◆関電の電気は買わない

 岸田内閣は昨年からエネルギー政策を転換し、本年には原発回帰政策としてGX(グリーン・トランスフォーメーション)推進法と、GX脱炭素電源法を制定しました。GX推進法は、時代遅れの原子力産業を国が支援する法律。GX脱炭素電源法は、原子力基本法、原子炉等規制法、電気事業法、再処理法、再エネ特措法の5つの束ね法で、原子力の活用を国の責務とし、原発の運転期間を延長し、そのルールを規制側の規制委から利用側の経産省の管轄に移しています。

 関西電力は、こうした政府の原発回帰政策のお先棒を担ぎ、昨年、危険な老朽原発の美浜3号機を再稼働し、今年7月以降に同じく老朽原発の高浜1、2号機まで再稼働させようとしています。関電の電気の電源構成は、原子力が28%とトップとなっています(2021年度実績)が、現在は、もっと高い状況です。

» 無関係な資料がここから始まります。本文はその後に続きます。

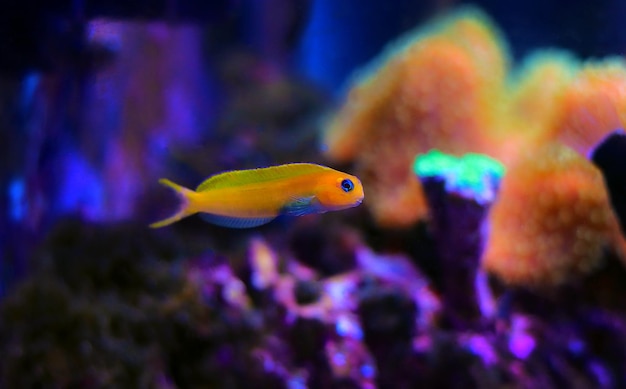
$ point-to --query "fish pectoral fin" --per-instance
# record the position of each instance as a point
(301, 206)
(235, 222)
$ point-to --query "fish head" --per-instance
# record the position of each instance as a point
(339, 191)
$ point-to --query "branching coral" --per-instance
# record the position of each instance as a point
(438, 89)
(551, 221)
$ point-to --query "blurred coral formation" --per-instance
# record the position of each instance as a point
(489, 251)
(446, 86)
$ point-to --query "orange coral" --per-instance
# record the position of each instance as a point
(594, 105)
(551, 221)
(437, 91)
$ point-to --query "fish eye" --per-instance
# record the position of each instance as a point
(347, 185)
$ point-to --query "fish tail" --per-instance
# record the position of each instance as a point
(185, 209)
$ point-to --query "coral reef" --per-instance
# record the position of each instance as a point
(552, 219)
(347, 300)
(397, 112)
(593, 105)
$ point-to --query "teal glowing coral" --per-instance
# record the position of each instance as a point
(474, 175)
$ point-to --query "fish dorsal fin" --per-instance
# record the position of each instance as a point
(242, 177)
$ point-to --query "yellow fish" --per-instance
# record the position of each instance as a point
(250, 198)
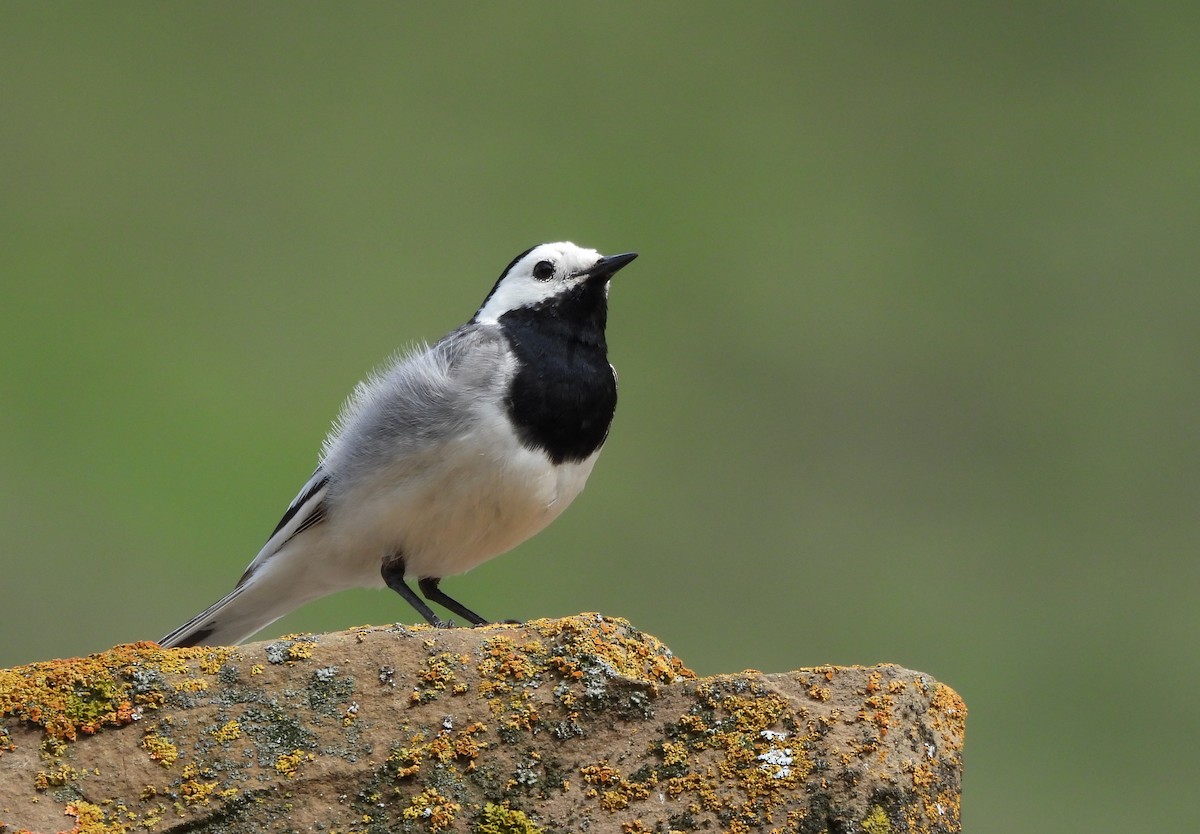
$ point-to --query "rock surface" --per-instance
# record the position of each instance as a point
(569, 725)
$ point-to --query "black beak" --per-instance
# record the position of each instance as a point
(606, 267)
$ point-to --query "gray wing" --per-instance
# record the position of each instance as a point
(419, 400)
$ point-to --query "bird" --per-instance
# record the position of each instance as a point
(449, 456)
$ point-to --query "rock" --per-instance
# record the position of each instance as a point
(565, 725)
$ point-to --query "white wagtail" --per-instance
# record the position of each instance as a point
(453, 455)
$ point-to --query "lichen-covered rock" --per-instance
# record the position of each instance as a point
(569, 725)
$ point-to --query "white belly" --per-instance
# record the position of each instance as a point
(479, 497)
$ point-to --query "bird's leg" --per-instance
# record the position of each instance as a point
(429, 587)
(394, 575)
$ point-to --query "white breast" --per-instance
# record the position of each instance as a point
(479, 496)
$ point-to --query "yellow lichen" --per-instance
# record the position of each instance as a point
(504, 820)
(431, 808)
(227, 732)
(288, 763)
(876, 822)
(91, 820)
(160, 749)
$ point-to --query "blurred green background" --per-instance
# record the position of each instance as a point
(909, 363)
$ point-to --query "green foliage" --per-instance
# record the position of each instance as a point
(907, 363)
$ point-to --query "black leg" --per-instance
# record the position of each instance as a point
(432, 593)
(394, 575)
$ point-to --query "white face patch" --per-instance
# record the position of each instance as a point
(541, 274)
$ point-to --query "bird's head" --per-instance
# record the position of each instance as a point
(547, 271)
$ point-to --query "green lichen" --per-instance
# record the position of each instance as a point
(876, 822)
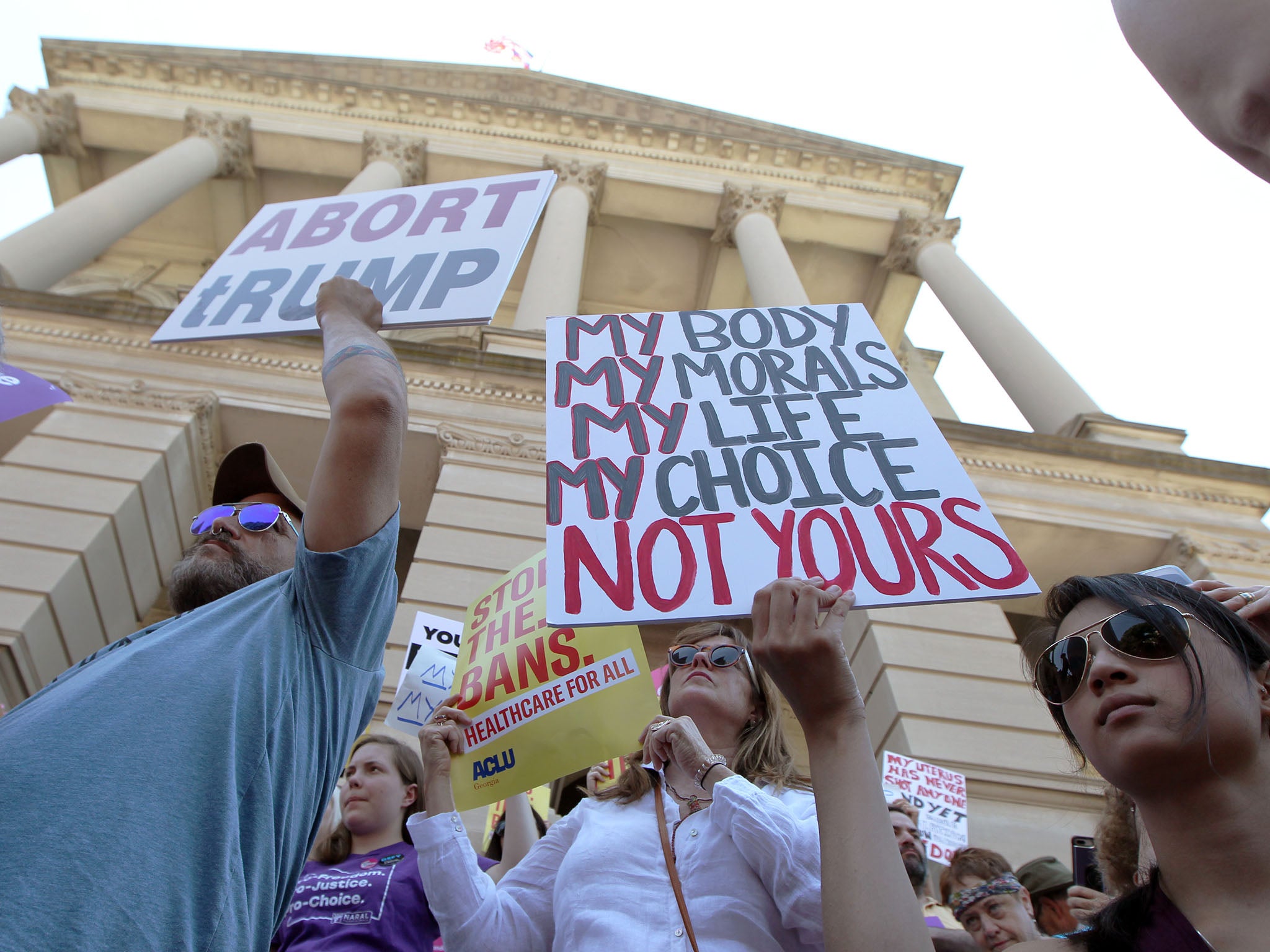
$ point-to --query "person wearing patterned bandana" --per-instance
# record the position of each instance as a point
(986, 897)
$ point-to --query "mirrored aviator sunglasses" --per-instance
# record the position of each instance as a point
(253, 517)
(1153, 632)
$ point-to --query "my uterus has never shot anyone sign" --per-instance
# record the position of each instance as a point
(695, 456)
(433, 255)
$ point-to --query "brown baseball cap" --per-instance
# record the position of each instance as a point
(1043, 875)
(251, 469)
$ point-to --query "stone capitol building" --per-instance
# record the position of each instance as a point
(158, 156)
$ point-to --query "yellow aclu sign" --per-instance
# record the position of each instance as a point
(544, 701)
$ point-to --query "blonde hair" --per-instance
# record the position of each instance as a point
(1116, 840)
(762, 749)
(335, 845)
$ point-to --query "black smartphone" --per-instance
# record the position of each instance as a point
(1085, 865)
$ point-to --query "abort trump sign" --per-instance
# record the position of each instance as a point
(433, 255)
(695, 456)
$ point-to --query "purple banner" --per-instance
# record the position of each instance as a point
(22, 392)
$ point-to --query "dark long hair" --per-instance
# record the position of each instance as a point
(1116, 928)
(1133, 592)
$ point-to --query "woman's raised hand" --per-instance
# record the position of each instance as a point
(675, 741)
(438, 739)
(804, 653)
(1255, 610)
(596, 776)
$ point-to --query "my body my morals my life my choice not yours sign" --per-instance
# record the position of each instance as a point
(433, 255)
(695, 456)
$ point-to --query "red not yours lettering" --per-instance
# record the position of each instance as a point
(911, 531)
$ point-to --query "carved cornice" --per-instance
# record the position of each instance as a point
(587, 177)
(54, 116)
(515, 446)
(738, 202)
(409, 155)
(1208, 549)
(201, 405)
(231, 135)
(491, 100)
(912, 234)
(973, 462)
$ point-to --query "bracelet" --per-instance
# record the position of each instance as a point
(713, 760)
(708, 774)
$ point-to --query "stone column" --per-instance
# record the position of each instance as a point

 2016年4月以来の電力自由化(低圧)で、関電の契約数は一貫して減少してきましたが、2022年11月から増加に転じています。輸入燃料価格の値上が、卸電力市場の価格高騰などで、新電力が次々と電気代の値上げに走る中、値上げをしなかった関電の規制料金の方が安くなったようです。しかし、関電はカルテルを主導し、消費者や新電力情報を不正に閲覧するなど、コンプライアンスの欠片もない企業です。

 今、私たち電気の消費者は、自由に電力会社を選ぶことができます。こうした中で、関電の電気を選択するということは、放射性廃棄物の処理を未来世代に押しつけ、原発事故のリスクを大きくすることに加担することです。電力選択は消費者の責任であり、どのような未来を展望するのかの選択でもあります。再エネ中心の新電力を応援し、少なくとも原発の電気、関電の電気は選ばないことが、消費者の責任ではないでしょうか。

(使い捨て時代を考える会『あんてな』2023年8月。脱原発委員会、吉田めいせい)

【追加】
◆電力の購入先を変えるには◆

まず、手元に現在の「電気使用量のお知らせ」を用意します。
その中で、以下を確認しておきます。
(1)契約者氏名
(2)今の電力会社のお客様番号
(3)電力供給地点特定番号……22桁の数字
そして、新しい電力購入先に電話かネットで申し込みます。
前の電力会社に変更の連絡、お断りを言う必要はありません。
なお、とくに再エネの電気を使いたい場合は、
「パワーシフトキャンペーン」のWebサイトで紹介されている新電力をさがすと良いでしょう。